Now that the iPad is out, publishers and developers are rushing to be the first to come out with multimedia e-books like the now-famous app, The Elements, and the interactive Alice in Wonderland iPad e-book. Today I’m reviewing the iNecronomicon, which is probably the greatest technological advance in necromancy since the “Mad Arab” Abdul Alhazred himself started transcribing the buzzing and croakings of insects to create the original document.
I’m not going to get into what the Necronomicon is. It’s one of those subjects where if you have to ask, you don’t want to know. Let’s just say that anybody who might have a real use for it is someone you would probably want to avoid.

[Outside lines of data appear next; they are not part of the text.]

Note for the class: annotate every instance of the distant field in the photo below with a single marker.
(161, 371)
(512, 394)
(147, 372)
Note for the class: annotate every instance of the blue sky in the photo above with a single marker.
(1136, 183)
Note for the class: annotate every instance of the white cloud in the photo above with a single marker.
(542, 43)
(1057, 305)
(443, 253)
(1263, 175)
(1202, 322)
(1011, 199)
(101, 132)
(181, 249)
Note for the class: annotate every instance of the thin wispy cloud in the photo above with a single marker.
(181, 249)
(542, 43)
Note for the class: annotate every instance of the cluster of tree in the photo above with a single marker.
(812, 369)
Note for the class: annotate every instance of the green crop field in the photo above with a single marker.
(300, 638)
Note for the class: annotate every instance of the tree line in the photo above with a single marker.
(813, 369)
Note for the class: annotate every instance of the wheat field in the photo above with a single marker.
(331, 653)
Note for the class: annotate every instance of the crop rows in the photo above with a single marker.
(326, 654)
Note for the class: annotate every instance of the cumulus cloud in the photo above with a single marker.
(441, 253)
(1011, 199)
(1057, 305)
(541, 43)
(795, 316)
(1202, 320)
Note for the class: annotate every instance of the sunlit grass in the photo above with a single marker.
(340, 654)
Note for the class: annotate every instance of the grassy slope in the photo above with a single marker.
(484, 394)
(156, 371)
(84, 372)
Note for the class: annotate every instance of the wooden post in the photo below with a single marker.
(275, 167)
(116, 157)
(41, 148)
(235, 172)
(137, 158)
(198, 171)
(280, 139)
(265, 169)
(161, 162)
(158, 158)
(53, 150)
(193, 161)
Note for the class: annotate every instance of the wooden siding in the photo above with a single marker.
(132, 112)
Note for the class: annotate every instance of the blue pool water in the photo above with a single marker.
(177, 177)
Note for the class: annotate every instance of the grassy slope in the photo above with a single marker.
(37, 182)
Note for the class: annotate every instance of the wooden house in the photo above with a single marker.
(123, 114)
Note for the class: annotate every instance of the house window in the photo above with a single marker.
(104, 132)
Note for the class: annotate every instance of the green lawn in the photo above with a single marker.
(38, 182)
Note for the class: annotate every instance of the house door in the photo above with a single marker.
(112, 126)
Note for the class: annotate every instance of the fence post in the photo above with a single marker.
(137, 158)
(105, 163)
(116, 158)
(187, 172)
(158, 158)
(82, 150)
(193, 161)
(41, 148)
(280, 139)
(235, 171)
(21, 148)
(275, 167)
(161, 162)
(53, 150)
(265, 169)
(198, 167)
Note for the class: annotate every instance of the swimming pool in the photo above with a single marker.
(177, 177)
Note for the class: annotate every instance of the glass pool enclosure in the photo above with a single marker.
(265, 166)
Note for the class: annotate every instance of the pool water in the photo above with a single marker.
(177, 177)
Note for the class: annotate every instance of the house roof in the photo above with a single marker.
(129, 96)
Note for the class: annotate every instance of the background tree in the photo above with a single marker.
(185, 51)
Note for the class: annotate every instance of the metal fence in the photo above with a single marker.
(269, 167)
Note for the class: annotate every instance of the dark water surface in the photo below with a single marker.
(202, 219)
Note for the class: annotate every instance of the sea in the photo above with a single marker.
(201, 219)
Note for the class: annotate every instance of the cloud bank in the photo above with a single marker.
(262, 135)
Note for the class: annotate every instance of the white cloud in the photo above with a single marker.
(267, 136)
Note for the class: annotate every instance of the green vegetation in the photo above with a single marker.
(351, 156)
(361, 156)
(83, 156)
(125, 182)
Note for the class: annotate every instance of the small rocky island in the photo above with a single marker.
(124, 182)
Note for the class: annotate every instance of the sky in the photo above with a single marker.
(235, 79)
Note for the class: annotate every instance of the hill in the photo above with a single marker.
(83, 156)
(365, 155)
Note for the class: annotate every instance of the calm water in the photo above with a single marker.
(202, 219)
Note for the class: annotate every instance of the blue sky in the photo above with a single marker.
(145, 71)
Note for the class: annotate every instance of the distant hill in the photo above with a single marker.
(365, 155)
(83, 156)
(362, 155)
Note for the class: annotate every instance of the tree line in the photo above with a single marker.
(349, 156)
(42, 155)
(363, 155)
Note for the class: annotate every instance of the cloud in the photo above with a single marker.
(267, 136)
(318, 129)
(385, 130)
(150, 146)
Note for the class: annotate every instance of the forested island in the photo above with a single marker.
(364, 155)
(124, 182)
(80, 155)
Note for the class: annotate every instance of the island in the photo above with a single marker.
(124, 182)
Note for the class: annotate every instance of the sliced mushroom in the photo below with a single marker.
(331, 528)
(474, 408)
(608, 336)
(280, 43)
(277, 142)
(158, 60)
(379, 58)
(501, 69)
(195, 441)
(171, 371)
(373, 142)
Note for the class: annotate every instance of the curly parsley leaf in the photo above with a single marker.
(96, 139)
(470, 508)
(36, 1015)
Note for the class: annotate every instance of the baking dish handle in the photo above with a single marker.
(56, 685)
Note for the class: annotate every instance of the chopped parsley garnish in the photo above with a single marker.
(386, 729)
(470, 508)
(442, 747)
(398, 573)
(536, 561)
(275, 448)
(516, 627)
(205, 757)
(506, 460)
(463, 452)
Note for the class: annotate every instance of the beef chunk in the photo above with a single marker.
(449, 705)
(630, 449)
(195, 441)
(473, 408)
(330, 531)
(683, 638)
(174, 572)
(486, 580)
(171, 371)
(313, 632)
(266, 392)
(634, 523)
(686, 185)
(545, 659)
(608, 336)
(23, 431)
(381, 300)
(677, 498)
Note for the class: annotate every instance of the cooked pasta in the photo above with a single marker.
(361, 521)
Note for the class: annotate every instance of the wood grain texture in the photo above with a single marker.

The book is sought out by powerful cultists, the fatally curious, the dangerously insane, and the criminally stupid.
The publisher, now-defunct Voynich Press, proudly noted that the iNecronomicon made it through the Apple Store approval process on the first try, because there was nothing there that violated Apple’s terms and conditions. To download it, however, you have to call a phone number and find out where in the Apple Store it has been hidden. Then you have to pay $3000 to download and install it. The publisher claims that they made the fee this high so that the book won’t be downloaded for laughs by drunk college students. I say three thousand clams is cheap for a book that a person used to have to murder someone to get their hands on.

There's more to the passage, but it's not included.